For this problem, you need to find the temperature at which the reaction is spontaneous, so you first have to find ΔG. For part (a), you find ΔG by first finding ΔH and ΔS.

Step 1: Find ΔG° by finding ΔH° and ΔS°, and using the equation ΔG°= ΔH°-TΔS°.
You can look up the values in Appendix 2A, using the formula ΔH/ΔS= sum of the enthalpy/entropy of products-reactants. In part (a), these values are ΔH°=-232.1 kJ/mol, ΔS°=-378.68 J/Kmol.
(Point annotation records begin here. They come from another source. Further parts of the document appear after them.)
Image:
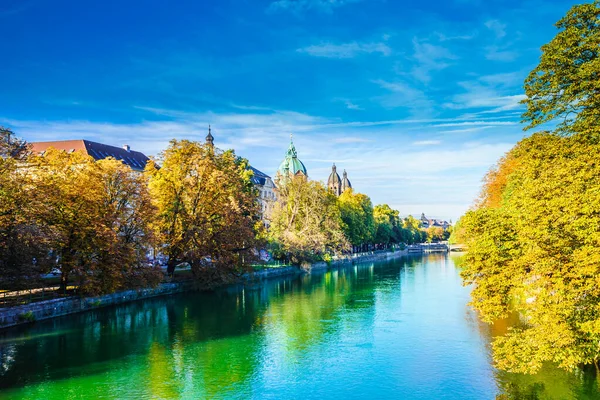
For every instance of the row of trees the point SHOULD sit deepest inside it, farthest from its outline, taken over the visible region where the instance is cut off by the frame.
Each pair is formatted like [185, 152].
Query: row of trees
[310, 223]
[534, 235]
[96, 222]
Plug them into the equation to find ΔG°=-98.37 kJ/mol

Step 2: To find the temperature at which the reaction is spontaneous, you need to find the temperature value that causes ΔG° to be negative. We do this by setting ΔG°=0. (Don't forget to convert ΔH° to J/mol or convert ΔS° to kJ/Kmol)
0=ΔH°-TΔS°
0=-23211 J/mol -T(-378.68 J/Kmol)
T=612.92 K

Step 3: Since both ΔH° and ΔS° are negative, the reaction is spontaneous at lower temperatures. So, when T<621.9 K.

repeat this process for parts (b) and (c).

zanekoch1A
Posts: 25
Joined: Thu Jul 13, 2017 3:00 am

### Re: 9.67

So you have to combine the deltaH of products and reacants and deltaS of products and reactants before you put them into the Gibbs equation?